Özlemle Anarken * Bedriye Aksakal

13.02.2014 / 00:00

Sabah kalkar kalkmaz, penceremi açıp, ıslak sabahı doyasıya kokluyorum. Sonsuz mavilik renk değiştirme uğraşı içinde. Gri bulutlar Spil'i daha gri yapmış. Kış mevsimi buralarda soğuk geçmemesine rağmen birden üşüyorum. Sonra, dizeler yüreğimden peş peşe ırmak olup akıp gidiyor. Akan ırmak mıydı, yoksa zaman mıydı?

Zaman bir ırmak gibi aktıkça, nice sevdiklerimde sonsuzluğa akıp gittiler.

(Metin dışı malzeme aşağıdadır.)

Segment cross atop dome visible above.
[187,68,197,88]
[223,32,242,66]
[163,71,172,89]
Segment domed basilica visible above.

Bugün bir abdalım. Sonsuzluğa giden dostlarımsız Manisa sokaklarını dolaşıyorum. Evlerine giden insanlara bakıyorum, tümünün omuzları çökmüş, İnsanlar ne değin yorgun. Kül rengi bulutlar altında gülen bir yüz görmemek duygularımı alt üst ediyor. Birden kendimi geçtiğim sokaklarda yabancılaşmış hissediyorum. Paylaşımlar mı azalıyor? Yoksa sevgi mi yok oluyor? Ve hiçbir şeye dokunamayacak kadar uzak bir dünyada mıyım? Yalnızlığım gittikçe büyük bir yumak oluyor.

Oysa dostlarımla olan birlikteliğimde söyleşilerimiz kimi zaman Kaf Dağı'na uzanırdı. Kimi zaman da okyanusun derinliklerine.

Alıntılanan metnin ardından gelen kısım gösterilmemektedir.